Now, the revenue that we expect to make, given an overbooking policy:
$E($revenue $|x)=\displaystyle \sum _{n=0}^{100+x} P(N=n$ $| x) r(n)$.
The $P(N=n)$ is given by the binomial$(100+x,p)$ distribution given a few lines above. Since we are more likely to get a full plane with increasing overbooking $x$, we get more and more likely to get the maximum possible income \$(250)(100) from the flight as$x$increases. On the other hand, we are more and more likely to go over a full plane as$x$increases, and the \$800 cost of bumping passengers starts to erode our revenue stream.

Using the normal approximation to the binomial distribution (with a continuity correction), I plot the expected revenue as a function of overbooking $x$ in the graph below. There are a number of remarks from this plot that aid our intuition.
• During a full flight, the revenue would be \$250(100 seats)=\$25000, the upper y-limit on this graph. Note that, in the long-run, we cannot expect to fill every airplane seat-- even if we choose a good $x$.
• Selling 100 tickets for 100 seats ($x=0$) does not maximize the revenue. The maximum expected revenue occurs when we sell 109 tickets! That is, revenue is maximized when we oversell the flight 9 seats beyond capacity. [$x=9$ maximizes revenue, and is therefore the best choice.]
• Beyond 109 seats, the revenue decreases because the cost of bumping customers (vouchers, getting the next flight, this customer will fly on a different airline in the future) outweighs the higher certainty of getting a full plane and getting income from 100 full seats. Eventually, when we overbook the plane by 46, the airline is expected to pay more for bumping passengers than it receives in ticket sales!

It should be clear why and how airlines choose to overbook flights to maximize their profits. Each empty seat is lost money, but the airline must weigh this against the risk of paying for vouchers and hotels for customers that couldn't fit on the full flight-- and the lost customer loyalty that ensues*.

This analysis considers only the revenue of the airline. However, there is an externality associated with bumping passengers. Think about how this passenger may lose out on one day of pay, how his or her employer loses out of one day of valuable work, and how the local ice cream shop loses out on one customer that would have otherwise taken his or her family out for ice cream that day.

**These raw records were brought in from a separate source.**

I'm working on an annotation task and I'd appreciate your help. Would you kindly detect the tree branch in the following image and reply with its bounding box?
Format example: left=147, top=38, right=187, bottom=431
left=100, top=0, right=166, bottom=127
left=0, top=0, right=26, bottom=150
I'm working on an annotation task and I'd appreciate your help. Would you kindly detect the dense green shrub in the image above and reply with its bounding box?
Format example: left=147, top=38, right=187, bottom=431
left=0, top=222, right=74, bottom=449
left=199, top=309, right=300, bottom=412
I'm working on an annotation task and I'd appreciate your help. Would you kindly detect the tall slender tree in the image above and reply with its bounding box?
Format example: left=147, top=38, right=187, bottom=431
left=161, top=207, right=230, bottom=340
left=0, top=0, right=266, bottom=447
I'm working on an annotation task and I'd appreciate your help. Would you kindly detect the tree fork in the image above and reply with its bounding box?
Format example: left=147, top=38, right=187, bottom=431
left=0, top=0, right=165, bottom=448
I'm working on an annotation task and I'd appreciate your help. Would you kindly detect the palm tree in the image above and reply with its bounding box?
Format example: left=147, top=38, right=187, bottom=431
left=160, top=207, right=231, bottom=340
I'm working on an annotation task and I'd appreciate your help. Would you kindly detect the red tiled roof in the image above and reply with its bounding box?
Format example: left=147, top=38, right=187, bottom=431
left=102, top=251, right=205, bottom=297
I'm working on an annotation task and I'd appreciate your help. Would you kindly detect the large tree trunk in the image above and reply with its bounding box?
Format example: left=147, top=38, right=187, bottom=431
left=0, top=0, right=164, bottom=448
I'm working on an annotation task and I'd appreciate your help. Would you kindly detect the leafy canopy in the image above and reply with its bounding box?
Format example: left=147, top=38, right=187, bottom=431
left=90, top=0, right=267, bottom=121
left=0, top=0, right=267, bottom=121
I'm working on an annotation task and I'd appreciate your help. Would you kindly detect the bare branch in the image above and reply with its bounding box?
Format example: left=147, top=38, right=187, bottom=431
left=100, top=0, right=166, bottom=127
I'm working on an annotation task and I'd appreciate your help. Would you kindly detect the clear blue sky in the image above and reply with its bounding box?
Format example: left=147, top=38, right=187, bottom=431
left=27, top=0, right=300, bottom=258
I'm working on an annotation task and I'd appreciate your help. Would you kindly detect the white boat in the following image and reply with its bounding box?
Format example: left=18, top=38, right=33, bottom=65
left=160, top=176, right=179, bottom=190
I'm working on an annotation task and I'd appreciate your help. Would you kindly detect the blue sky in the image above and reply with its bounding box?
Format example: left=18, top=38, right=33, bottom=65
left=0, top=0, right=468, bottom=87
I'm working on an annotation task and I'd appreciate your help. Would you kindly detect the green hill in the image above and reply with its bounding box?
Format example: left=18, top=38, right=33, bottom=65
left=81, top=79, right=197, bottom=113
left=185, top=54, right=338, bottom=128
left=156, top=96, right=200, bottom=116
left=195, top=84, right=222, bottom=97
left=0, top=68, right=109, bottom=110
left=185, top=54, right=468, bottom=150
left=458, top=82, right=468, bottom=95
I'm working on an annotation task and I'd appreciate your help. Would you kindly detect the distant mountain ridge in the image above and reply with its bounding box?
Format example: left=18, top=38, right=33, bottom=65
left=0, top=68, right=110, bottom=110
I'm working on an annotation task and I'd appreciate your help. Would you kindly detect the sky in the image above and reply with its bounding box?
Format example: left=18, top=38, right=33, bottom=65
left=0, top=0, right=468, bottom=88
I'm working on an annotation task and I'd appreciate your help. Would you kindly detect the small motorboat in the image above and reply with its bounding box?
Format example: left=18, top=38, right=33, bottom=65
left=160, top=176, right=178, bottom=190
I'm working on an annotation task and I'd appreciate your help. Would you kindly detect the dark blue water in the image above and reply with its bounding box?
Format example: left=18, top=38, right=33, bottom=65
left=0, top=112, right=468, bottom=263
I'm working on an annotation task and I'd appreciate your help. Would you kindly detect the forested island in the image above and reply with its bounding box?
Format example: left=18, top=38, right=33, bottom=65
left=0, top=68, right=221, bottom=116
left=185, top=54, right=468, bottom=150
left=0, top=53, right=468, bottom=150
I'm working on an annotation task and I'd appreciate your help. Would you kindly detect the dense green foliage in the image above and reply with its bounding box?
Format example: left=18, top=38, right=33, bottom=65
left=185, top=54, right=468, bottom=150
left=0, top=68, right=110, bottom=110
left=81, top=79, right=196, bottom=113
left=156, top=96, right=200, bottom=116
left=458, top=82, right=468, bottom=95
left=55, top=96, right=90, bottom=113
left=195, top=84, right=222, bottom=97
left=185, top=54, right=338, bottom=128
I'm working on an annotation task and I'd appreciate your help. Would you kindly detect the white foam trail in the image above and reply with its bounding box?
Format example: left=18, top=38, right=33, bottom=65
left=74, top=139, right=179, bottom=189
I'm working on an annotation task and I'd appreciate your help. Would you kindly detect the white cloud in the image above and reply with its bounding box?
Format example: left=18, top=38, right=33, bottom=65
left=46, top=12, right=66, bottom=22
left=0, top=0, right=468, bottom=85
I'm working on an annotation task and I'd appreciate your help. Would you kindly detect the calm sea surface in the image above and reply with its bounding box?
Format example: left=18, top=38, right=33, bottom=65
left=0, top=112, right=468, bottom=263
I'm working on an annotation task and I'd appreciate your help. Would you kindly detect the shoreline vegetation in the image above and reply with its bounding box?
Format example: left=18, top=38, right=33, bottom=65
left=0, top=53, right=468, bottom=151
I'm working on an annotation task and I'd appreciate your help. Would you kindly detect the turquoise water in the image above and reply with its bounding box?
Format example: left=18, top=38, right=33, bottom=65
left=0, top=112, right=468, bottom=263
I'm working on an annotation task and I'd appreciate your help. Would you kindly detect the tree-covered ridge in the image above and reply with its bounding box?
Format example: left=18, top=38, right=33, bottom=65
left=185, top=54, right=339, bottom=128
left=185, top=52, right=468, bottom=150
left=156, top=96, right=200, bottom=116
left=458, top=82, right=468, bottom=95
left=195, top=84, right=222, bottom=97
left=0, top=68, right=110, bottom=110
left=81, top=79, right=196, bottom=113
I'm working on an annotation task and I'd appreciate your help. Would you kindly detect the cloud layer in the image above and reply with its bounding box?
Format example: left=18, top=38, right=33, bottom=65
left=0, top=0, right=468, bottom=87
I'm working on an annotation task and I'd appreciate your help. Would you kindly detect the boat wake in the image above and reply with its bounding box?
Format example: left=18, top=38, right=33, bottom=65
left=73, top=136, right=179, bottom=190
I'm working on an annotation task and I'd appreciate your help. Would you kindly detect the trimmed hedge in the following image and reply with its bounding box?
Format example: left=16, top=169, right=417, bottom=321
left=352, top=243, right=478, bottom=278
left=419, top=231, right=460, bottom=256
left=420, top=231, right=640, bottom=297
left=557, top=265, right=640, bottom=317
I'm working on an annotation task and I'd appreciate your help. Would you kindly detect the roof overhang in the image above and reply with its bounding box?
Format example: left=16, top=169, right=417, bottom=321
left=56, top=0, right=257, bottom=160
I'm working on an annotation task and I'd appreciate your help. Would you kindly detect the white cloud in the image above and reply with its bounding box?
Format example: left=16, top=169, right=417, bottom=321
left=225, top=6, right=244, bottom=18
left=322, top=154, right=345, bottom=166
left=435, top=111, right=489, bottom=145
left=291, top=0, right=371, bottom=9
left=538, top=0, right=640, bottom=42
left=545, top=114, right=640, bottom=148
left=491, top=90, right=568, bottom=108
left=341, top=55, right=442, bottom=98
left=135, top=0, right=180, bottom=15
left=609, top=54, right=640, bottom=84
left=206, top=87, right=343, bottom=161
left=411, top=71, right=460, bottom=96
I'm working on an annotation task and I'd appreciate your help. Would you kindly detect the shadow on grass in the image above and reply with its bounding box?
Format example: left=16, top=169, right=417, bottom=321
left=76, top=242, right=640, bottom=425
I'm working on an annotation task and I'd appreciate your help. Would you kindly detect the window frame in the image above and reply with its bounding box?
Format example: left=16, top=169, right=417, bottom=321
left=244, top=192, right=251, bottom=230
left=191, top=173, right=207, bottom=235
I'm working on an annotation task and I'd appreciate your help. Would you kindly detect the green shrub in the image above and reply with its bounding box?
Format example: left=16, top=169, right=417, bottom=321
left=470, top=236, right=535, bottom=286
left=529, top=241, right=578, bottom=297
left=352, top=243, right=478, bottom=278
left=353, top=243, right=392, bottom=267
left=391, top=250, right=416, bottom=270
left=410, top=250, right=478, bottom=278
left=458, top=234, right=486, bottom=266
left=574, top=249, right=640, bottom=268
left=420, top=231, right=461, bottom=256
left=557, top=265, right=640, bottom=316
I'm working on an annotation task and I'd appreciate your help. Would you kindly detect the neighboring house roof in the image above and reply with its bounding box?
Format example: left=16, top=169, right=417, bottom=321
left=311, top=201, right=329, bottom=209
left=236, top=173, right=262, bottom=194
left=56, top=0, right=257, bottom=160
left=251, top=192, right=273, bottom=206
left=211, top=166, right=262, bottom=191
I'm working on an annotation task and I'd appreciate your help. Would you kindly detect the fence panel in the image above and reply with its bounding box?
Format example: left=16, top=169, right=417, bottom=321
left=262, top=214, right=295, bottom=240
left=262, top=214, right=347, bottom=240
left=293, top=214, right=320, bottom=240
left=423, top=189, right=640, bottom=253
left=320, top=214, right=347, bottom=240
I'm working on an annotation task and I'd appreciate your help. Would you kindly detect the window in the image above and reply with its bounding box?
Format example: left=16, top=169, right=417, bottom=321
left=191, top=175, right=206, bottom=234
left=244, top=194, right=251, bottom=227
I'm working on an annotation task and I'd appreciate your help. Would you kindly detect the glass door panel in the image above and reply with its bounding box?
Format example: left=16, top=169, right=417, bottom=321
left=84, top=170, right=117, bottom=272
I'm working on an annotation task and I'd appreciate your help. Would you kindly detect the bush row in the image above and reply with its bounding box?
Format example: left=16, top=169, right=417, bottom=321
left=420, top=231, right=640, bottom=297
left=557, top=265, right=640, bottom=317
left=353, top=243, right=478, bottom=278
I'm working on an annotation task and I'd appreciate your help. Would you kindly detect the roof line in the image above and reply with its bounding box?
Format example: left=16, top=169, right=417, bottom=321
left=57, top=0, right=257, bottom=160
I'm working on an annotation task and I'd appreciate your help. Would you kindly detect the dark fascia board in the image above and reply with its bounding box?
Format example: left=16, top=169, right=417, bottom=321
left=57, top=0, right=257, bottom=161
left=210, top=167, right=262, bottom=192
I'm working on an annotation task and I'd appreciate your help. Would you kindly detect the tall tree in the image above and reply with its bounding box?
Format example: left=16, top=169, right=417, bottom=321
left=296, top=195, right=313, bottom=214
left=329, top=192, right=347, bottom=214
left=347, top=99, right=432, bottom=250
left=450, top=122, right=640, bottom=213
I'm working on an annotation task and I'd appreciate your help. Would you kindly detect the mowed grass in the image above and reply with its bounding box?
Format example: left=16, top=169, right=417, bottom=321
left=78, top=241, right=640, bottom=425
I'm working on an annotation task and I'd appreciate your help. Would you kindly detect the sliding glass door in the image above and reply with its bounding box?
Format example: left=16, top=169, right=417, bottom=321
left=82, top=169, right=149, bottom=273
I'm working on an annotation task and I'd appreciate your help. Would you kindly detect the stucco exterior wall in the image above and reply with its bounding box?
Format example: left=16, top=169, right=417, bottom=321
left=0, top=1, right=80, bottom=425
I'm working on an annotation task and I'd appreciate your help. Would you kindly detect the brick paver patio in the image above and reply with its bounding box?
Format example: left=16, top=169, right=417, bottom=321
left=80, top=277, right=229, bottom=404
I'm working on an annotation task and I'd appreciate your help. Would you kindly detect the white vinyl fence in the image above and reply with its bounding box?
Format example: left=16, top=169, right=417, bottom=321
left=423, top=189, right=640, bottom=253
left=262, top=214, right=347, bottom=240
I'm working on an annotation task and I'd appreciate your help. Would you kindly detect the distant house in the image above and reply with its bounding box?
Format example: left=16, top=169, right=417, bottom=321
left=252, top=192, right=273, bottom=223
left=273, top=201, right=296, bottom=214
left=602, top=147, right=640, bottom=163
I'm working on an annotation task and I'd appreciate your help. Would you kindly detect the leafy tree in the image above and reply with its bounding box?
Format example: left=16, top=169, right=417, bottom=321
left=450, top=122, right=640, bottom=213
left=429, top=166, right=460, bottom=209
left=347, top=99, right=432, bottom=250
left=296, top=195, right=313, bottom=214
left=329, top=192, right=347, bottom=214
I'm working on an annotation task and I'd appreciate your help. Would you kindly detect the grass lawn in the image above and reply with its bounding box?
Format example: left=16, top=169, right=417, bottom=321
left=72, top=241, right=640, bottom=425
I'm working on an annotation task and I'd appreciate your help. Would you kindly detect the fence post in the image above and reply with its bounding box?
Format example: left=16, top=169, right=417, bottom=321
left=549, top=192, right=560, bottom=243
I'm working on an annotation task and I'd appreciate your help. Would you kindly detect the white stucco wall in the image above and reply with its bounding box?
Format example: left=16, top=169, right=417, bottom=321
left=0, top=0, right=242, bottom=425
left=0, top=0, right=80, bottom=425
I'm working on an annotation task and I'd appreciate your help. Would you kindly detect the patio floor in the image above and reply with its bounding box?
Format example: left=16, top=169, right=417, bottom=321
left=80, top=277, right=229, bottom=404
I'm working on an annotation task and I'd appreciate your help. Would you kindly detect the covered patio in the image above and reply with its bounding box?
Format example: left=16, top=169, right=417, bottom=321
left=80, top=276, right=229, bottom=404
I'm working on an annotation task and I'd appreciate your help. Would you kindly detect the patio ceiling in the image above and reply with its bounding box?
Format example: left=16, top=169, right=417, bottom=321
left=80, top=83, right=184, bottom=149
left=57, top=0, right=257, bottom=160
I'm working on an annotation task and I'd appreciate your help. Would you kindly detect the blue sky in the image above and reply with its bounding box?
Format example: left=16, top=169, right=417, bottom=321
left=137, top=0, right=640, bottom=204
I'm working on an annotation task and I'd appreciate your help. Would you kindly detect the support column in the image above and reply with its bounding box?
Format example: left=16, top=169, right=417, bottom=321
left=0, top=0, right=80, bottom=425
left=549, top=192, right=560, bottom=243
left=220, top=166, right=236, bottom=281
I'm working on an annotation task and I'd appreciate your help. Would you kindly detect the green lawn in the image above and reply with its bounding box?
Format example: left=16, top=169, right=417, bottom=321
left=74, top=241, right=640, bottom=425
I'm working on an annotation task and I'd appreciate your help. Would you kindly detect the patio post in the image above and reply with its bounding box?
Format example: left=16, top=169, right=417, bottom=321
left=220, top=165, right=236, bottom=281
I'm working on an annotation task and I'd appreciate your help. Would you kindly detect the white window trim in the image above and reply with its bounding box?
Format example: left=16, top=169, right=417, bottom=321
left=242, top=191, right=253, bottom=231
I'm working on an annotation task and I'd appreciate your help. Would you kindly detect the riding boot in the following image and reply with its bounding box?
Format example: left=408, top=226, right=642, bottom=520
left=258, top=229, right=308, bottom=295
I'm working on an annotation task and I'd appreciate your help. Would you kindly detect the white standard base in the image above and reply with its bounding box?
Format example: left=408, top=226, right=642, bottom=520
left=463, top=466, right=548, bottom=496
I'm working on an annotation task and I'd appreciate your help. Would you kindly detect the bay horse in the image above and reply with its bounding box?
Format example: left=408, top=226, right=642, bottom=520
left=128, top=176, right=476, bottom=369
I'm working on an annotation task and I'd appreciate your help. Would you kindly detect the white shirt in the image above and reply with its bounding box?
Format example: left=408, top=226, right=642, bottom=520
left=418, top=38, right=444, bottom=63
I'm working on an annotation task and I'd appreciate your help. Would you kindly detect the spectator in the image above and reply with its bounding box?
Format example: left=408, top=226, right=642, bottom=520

* Lost customer loyalty was theoretically included in the "cost of bumping a customer" and the analysis holds.

** Ticket price changes with season! We can see how complicated this gets.

*** Realistically, airlines will have models that take into account customer demographics. Perhaps even customer-specific data: one with a history of missing flights can be assumed to be more likely to miss a flight again. Further, tickets sold in a group may be treated differently: e.g., a whole family buying a set of tickets vs. a single businessman. See this article for how complicated airline models realistically may be. An interesting factor is the airport from which one is flying. Think about it: leaving Las Vegas vs. Cleveland-- who is more likely to miss their flight?